Your correspondent is a bit too white-line zombified after the long haul from Springdale to do much in-depth coverage tonight, but the digested version is this: If Sen. Tom Cotton hoped to find even a semi-welcoming crowd by situating his town hall in the Republican-friendly confines of Springdale, he was sorely mistaken. Other than one guy in the crowd displaying his Trump/Pence yard sign and a few others, friendlies were in short supply tonight.

Cotton, cordial to a fault, emerged before the raucous, capacity crowd at the 2,200 seat Pat Walker Performing Arts Center at Springdale High to a mixed chorus of clapping and boos. Other than polite applause when he introduced his mom and dad and a still moment as he led the crowd in a recitation of the Pledge of Allegiance, his night didn’t get much better from there.

Climate change? It’s real, but what we need is more nuclear power and clean coal, because “the wind doesn’t always blow, and the sun doesn’t always shine.” A question from a gravely ill young woman about whether he’ll commit to keeping the Affordable Care Act ban on pre-existing conditions intact, with no gap in coverage between Obamacare and the GOP’s promised replacement?   “Let’s take a couple more comments and questions about healthcare.” (which led to gales of boos and chants of “DO YOUR JOB!”) Trump’s tax returns? That was an issue during the election, and Trump won. Russian interference in the election? As a member of the Senate Intelligence Committee, he’s already helping look into that, but it’s classified. How can he talk about exploding deficits in the face of Trump’s gazillion dollar great wall? Border security is critical! Yeah, the crowd doesn’t like Trump, but sixty percent of the Arkansas electorate voted for Trump, so…


On the upside, Cotton gave a firm no when asked if he agrees with Trump that the New York Times, CNN, NBC and other news outlets are “enemies of the American people,” so we’ve got that going for us (no word on whether than means his office will finally start answering emails from Arkansas Times).
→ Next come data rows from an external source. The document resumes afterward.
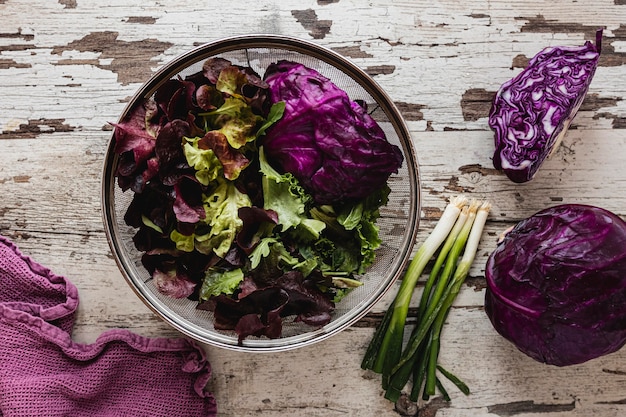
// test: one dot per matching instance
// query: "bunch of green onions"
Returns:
(458, 231)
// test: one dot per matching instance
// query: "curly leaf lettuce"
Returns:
(221, 209)
(283, 194)
(218, 282)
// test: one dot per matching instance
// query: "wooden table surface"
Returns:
(68, 67)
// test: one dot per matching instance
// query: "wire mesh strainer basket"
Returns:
(398, 222)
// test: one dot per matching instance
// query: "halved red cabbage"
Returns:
(329, 143)
(531, 112)
(556, 284)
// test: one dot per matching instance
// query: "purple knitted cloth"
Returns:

Too, those in attendance got to see what Cotton’s face looks like when a teenager asks him from a balcony how he can support a man who wants to grab women by the pussy — a question to which Cotton responded, in part, by citing the Lincoln quote: “Stand with anyone that is right; stand with him while he is right and part with him when he goes wrong.” By the way, that sound you heard around 7:30 tonight was Abraham Lincoln violently vomiting in the afterlife.
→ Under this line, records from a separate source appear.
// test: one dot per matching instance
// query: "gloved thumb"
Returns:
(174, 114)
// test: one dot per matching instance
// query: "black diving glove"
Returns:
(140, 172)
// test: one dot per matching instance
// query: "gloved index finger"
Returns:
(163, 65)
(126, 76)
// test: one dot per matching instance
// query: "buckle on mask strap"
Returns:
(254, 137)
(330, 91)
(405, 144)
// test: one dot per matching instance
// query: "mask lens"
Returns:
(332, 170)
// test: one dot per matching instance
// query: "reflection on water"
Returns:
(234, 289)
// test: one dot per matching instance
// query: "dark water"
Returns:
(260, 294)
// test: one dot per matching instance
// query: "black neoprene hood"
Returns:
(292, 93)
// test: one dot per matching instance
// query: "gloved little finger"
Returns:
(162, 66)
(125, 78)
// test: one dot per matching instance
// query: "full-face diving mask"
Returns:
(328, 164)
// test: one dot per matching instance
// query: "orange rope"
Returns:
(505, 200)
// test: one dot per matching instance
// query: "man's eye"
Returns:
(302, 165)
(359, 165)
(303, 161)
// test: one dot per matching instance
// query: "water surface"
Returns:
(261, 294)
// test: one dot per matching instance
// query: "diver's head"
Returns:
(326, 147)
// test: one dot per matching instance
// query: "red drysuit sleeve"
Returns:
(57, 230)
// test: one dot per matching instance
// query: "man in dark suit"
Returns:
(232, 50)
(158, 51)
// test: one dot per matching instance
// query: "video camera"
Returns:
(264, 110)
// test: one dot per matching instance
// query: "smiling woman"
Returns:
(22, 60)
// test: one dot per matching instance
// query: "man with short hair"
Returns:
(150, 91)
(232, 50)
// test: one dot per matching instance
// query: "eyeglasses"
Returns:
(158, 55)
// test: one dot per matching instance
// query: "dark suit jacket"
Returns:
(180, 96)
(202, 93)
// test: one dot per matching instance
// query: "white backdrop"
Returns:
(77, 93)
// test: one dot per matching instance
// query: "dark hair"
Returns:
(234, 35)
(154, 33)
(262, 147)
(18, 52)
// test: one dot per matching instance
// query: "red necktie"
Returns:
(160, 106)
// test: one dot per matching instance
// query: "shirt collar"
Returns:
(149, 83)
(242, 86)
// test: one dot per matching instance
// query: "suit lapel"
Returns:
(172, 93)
Overall, an all-American cluster, with Cotton slip-sliding over, under, around and through questions so fast that at times he seemed a blur, the audience there at every moment to meet him with rounds of chants and boos. What a stirring democratic spectacle it was. Whether it will alter Cotton’s behavior in the Senate a single iota remains to be seen, but the message was clearly sent and hopefully received: A not-insignificant number of Cotton’s constituents are as mad as hell, and they’re not going to take it anymore.